Do you consider the term “working mom” redundant? After all, don’t moms already have the biggest job there is? So aside from hiring a dishwasher, chauffeur, coach, psychologist and personal shopper, how can a mother who works outside the home do it all and still spend quality time with her family? If you’ve been grappling with the same question, these tips may help:
If your mornings are a hurricane of activity—mismatched shoes, scattered papers and feet scrambling for the door, try a different tack. Set a regular time, such as Sunday evening, to organize outfits for the week. Rediscover your private time by going to sleep 45 minutes earlier and waking up that much earlier. That way you can shower, dress and relax with the newspaper and a cup of coffee before helping with breakfast, book bags and zippers.
Instead of tackling the house with sporadic cleaning marathons, designate just two or three evenings for particular chores. Do the most important things first, and move any unfinished tasks to the next day’s to-do list.
Five- and six-year-olds will probably savor the “grown-up” responsibilities of setting the table and helping gather ingredients. Storage bins will help children know where to put toys when they’re finished playing. Older siblings can help wash dishes and sort their own laundry. Sit down and talk with your husband about splitting the remaining tasks equally between you.
Although it’s tempting for working moms to devote lunch hour to anything but lunch, it’s important to keep your body healthy. If you need to run errands, pack a meal. Bring along a turkey sandwich on whole wheat, a pack of raisins and a handful of nuts.

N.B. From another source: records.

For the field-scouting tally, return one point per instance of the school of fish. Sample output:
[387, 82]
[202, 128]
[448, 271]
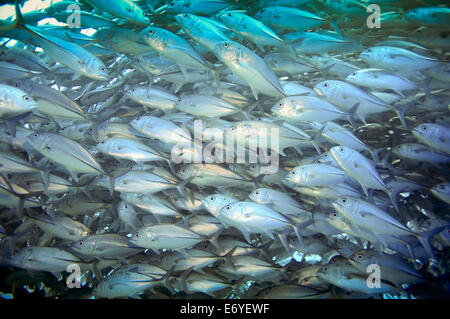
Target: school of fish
[93, 108]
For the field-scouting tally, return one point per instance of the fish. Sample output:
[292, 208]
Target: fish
[250, 67]
[224, 149]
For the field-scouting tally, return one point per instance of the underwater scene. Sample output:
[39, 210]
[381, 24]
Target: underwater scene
[279, 149]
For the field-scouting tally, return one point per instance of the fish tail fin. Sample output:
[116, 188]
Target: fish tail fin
[283, 239]
[393, 197]
[228, 257]
[181, 187]
[401, 113]
[351, 116]
[374, 154]
[425, 237]
[183, 277]
[298, 230]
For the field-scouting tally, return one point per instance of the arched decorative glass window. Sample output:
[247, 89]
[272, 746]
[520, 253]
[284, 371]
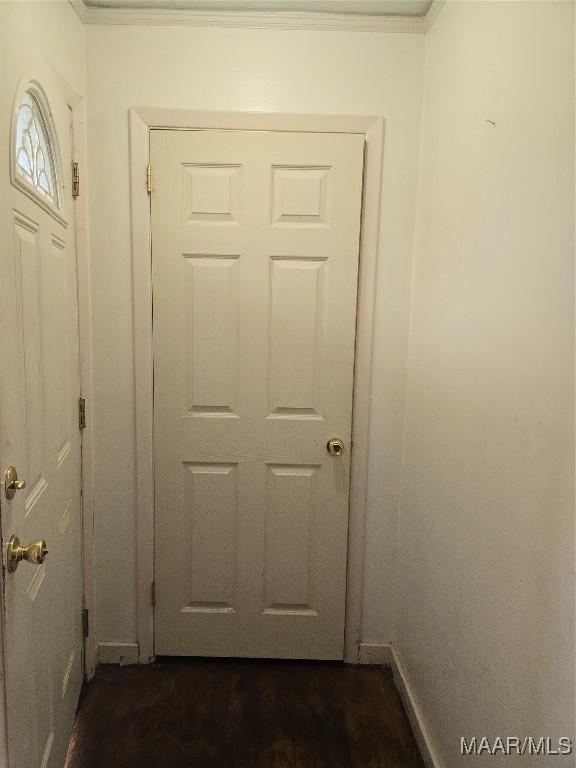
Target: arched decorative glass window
[33, 150]
[35, 166]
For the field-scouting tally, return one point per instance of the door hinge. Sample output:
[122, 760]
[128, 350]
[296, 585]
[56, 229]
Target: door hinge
[75, 180]
[85, 622]
[81, 413]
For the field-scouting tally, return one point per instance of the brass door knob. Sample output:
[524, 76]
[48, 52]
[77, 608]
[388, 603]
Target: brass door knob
[34, 553]
[11, 483]
[335, 446]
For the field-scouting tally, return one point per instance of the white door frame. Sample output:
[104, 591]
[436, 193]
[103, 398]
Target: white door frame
[142, 120]
[77, 103]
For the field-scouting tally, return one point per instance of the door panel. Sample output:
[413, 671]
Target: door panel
[255, 240]
[39, 390]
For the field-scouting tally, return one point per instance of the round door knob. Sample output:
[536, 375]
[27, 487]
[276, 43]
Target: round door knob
[335, 446]
[34, 553]
[11, 483]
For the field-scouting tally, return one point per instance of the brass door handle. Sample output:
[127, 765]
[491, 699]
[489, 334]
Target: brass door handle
[34, 553]
[11, 483]
[335, 446]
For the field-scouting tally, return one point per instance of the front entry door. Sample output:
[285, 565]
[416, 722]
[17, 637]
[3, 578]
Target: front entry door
[39, 437]
[255, 243]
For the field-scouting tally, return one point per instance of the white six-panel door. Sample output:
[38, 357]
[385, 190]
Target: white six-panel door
[255, 243]
[39, 389]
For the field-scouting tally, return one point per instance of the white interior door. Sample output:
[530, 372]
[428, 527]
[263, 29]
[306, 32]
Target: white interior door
[39, 436]
[255, 243]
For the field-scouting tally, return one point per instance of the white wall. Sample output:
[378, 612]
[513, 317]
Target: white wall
[485, 619]
[224, 69]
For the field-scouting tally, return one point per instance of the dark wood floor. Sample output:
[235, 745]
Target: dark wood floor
[225, 714]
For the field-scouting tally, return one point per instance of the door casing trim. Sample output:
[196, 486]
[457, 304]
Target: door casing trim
[141, 121]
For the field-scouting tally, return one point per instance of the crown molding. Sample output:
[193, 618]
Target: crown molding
[432, 15]
[327, 22]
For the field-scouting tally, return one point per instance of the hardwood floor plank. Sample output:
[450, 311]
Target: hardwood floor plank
[237, 714]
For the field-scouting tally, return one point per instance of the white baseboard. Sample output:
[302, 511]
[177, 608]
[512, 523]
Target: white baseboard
[413, 711]
[117, 653]
[374, 652]
[386, 655]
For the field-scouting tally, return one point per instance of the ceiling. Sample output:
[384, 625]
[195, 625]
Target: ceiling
[381, 8]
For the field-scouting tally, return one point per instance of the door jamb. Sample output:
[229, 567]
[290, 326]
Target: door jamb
[77, 103]
[141, 121]
[83, 278]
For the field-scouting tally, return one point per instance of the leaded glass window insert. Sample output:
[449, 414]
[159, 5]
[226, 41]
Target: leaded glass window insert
[34, 156]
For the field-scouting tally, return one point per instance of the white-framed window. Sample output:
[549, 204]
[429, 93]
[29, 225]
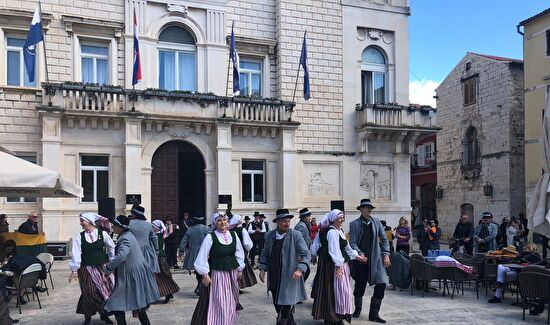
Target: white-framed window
[94, 177]
[30, 158]
[177, 55]
[253, 181]
[94, 60]
[374, 75]
[16, 72]
[250, 72]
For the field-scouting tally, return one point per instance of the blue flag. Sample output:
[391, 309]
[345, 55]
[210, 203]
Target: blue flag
[34, 37]
[234, 57]
[303, 63]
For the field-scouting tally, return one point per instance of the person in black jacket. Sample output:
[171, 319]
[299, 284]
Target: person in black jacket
[464, 235]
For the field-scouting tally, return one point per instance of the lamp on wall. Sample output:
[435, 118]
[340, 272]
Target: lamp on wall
[438, 192]
[488, 189]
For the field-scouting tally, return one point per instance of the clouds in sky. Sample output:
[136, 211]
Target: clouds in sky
[422, 92]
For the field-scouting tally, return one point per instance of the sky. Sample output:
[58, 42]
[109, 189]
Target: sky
[442, 31]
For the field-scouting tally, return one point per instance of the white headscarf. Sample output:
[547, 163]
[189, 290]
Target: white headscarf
[329, 218]
[215, 218]
[235, 221]
[160, 226]
[90, 217]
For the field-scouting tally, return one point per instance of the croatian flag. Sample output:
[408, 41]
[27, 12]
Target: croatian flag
[34, 37]
[234, 57]
[136, 75]
[303, 63]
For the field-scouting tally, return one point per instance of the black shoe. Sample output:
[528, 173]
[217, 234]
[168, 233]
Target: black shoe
[167, 298]
[495, 300]
[106, 319]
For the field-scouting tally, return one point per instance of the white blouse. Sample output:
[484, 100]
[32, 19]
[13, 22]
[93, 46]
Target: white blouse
[90, 237]
[201, 262]
[333, 239]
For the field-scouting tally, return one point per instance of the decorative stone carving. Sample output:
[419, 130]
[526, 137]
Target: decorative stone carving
[321, 180]
[377, 181]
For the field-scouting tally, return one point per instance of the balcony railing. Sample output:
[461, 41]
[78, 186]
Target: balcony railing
[92, 98]
[394, 115]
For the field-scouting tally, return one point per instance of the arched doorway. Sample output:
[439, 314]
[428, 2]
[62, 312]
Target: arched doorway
[177, 181]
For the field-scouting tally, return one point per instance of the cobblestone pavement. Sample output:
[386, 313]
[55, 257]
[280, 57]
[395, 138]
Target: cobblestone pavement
[398, 307]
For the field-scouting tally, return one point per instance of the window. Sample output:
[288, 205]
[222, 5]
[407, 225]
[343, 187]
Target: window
[177, 59]
[29, 158]
[253, 181]
[16, 70]
[373, 76]
[250, 77]
[95, 64]
[471, 150]
[94, 177]
[469, 90]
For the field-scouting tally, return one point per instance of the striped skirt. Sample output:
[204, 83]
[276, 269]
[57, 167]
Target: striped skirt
[248, 278]
[166, 284]
[91, 298]
[217, 304]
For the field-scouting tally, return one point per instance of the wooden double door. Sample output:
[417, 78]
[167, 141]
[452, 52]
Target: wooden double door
[177, 181]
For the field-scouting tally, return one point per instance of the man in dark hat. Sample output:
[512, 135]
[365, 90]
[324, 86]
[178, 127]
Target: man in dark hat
[303, 227]
[285, 257]
[256, 230]
[485, 234]
[368, 238]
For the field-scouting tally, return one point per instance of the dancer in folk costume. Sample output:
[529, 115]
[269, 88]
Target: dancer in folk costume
[135, 287]
[285, 258]
[220, 262]
[332, 294]
[167, 285]
[249, 278]
[91, 250]
[193, 238]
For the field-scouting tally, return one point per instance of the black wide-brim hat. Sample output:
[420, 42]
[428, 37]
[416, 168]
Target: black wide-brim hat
[365, 203]
[282, 214]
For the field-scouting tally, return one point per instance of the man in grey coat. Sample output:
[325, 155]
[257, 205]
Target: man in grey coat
[303, 227]
[368, 238]
[285, 257]
[193, 238]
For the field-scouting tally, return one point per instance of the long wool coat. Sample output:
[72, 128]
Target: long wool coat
[135, 284]
[194, 237]
[148, 242]
[380, 246]
[294, 249]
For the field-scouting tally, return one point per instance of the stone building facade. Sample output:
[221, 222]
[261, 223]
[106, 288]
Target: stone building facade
[178, 141]
[480, 149]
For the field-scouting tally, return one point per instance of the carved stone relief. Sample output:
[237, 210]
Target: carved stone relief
[377, 181]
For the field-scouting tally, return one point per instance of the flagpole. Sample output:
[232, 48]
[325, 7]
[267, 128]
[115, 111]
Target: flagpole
[45, 56]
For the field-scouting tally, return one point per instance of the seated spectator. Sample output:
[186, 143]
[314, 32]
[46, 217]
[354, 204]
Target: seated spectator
[464, 235]
[505, 274]
[30, 227]
[4, 225]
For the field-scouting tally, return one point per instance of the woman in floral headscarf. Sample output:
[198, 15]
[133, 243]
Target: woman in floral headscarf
[332, 295]
[91, 250]
[166, 284]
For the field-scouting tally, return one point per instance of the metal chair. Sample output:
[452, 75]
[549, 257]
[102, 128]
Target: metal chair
[28, 279]
[47, 259]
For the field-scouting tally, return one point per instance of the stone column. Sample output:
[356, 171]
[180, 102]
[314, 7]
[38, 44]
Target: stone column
[133, 159]
[288, 169]
[223, 160]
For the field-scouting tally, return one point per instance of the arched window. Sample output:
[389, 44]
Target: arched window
[374, 72]
[177, 59]
[471, 148]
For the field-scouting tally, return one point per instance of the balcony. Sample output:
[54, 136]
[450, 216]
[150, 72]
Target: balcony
[95, 100]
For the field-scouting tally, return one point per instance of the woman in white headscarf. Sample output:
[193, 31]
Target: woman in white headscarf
[220, 262]
[332, 291]
[91, 250]
[166, 284]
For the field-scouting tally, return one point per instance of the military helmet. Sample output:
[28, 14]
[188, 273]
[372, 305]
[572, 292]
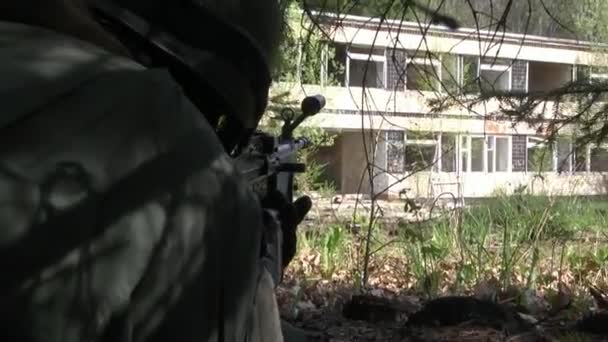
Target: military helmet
[220, 67]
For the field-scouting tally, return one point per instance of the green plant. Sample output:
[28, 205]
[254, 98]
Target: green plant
[332, 246]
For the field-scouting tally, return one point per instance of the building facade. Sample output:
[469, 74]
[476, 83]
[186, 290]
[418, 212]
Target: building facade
[380, 111]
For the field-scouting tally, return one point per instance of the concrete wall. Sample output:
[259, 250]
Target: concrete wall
[548, 76]
[487, 184]
[403, 110]
[353, 163]
[542, 50]
[355, 175]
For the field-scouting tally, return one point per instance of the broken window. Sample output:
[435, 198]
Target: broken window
[599, 159]
[581, 153]
[448, 153]
[450, 73]
[540, 155]
[470, 70]
[420, 151]
[477, 153]
[423, 73]
[564, 155]
[495, 76]
[366, 67]
[464, 153]
[336, 65]
[394, 151]
[497, 154]
[472, 154]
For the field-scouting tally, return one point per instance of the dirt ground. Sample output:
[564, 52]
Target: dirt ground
[327, 308]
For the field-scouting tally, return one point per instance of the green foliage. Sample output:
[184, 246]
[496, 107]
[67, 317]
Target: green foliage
[332, 246]
[304, 51]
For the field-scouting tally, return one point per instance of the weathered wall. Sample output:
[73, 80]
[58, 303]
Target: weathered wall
[548, 76]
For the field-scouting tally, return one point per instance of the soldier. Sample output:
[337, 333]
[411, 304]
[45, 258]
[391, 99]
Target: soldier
[79, 113]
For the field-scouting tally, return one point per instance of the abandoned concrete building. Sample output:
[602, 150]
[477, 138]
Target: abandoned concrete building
[378, 108]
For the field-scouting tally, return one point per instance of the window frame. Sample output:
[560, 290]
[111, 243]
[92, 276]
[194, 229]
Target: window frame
[373, 56]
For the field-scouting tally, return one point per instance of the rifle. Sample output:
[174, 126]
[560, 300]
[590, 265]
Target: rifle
[269, 164]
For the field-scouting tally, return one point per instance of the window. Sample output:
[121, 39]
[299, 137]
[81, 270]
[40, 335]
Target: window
[394, 151]
[497, 154]
[477, 144]
[599, 159]
[423, 74]
[420, 151]
[488, 73]
[581, 154]
[495, 77]
[366, 67]
[564, 155]
[472, 154]
[450, 72]
[540, 155]
[464, 153]
[470, 70]
[448, 153]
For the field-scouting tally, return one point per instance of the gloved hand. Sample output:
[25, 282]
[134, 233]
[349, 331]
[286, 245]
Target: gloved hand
[290, 216]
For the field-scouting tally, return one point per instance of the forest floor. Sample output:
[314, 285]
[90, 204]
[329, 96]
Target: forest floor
[319, 293]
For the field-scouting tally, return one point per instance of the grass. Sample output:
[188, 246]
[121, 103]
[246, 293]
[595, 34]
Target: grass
[520, 240]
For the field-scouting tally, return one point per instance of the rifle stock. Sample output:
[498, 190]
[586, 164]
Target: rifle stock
[269, 164]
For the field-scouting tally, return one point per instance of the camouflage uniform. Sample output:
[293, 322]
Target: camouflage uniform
[65, 100]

If you would like to join the growing number of mothers who telecommute, ask your boss if this is possible. Write a proposal explaining your strategy and suggest a trial.
Many working moms find that the most difficult part of their day is leaving children with caregivers. If your children are anxious before you go, explain to them that everyone has responsibilities: Theirs include picking up their toys, and yours include going to work. Reserving regular family time to talk, laugh and play together will help your children focus on the quality of your time together.
You may not be able to do all the things you want to do every day, but you can prioritize. That might mean letting housework slide while you’re racing toward the end of Candyland, listening to your teenager’s latest news—or sipping a cup of tea and putting your feet up after a long day.